Test Results: White-On-White

The results of the tests on white-on-white fabric:

Test #1 was spraying, sitting, wiping with a cloth and wiping again with a damp cloth (the manfacturer’s directions).

The Sanford permanent marker was a shade lighter, smudged but still easy to read. The white fabric turned dark under the letters.

The Pigma pen was about half as dark as it was before the treatment. It is not blurred but somewhat hard to read unless you knew what the words are supposed to be.

The Sanford Clickster mechanical pencil remained as a faint line that can be seen about half as well as the Micron pen line. I expected this to wash out better than it did, since it is a graphite pencil.

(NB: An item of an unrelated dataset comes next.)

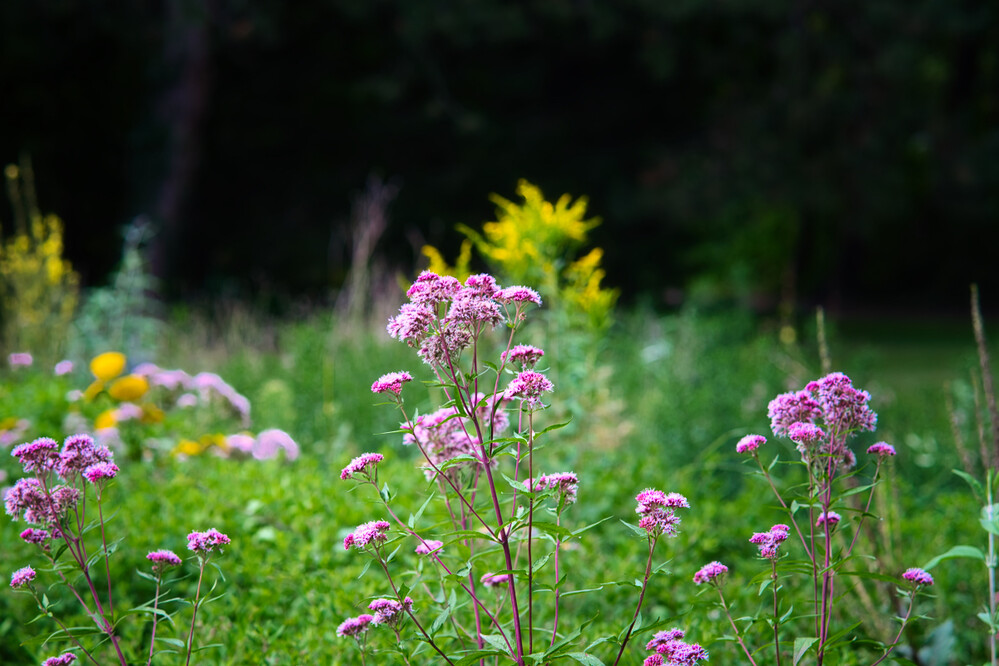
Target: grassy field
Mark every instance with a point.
(659, 403)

The regular Eldorado pencil, the Roxanne’s, and Anita’s all washed out completely, as I expected they would.

The Sanford Prismacolors aren’t wash-out markers. The True Green was mostly gone, with just a slight greenish cast left. The Crimson Red was still real obvious, but smudged.

The regular ball point pens were barely affected. The black may be half as dark but the blue looks almost as good as it did when I drew it. These looked every bit as good as the permanent markers after the “first wash” test.

The next two products, the water-washable pens, washed out completely.

The final two pens, the General’s, were almost gone, but there was a slight presence of a color line. I expected these to be gone completely, since these were one of the products mentioned on the label.

My other two tests of the same markers on the same fabric mirrored the above results, but without the smearing caused by the rubbing with a cloth.

Test Results: Beige And Wine

The results of the test on beige and wine fabric:

Using test method one (the one on the bottle), everything washed out of both fabrics.

Using test method two (spray, then drop and scrub in plain water), only the General’s Dk. Grey showed on the beige fabric. The wine fabric was clean.

Using test method three (spray and soak in soapy water), only the General’s Dk. Grey showed on the beige fabric, as before. The General’s white pencil still showed on the wine fabric.


Since the package warns that some markers, particularly the yellow ones, may require multiple treatments, I’m going to wash them again to see if I have better results the second time.

In the meantime, I feel pretty comfortable marking medium to dark fabric, but I plan to stick with Roxanne’s Quilter’s Choice Silver, Anita’s Washable Graphite Pencil or just a plain #3 school pencil for marking on white fabric if I plan to draw heavy lines.

Dritz fine line penI plan to avoid using MPR on labels, poems or sayings, art work, or line enhancements or anything else I have written that I would like to keep permanent and legible. Unfortunately, this is an old review and you aren’t able to purchase this product any longer. I’ve also had good experience with Dritz Quilting Fabric Eraser. It takes more time, but does the trick.

What I’ve found even more useful is the Dritz Fine Line Water Erasable Marking Pen. This pen is much easier to use than a pencil and just fades away after a simple wipe with a damp cloth. It is a great and inexpensive product that every quilter should have.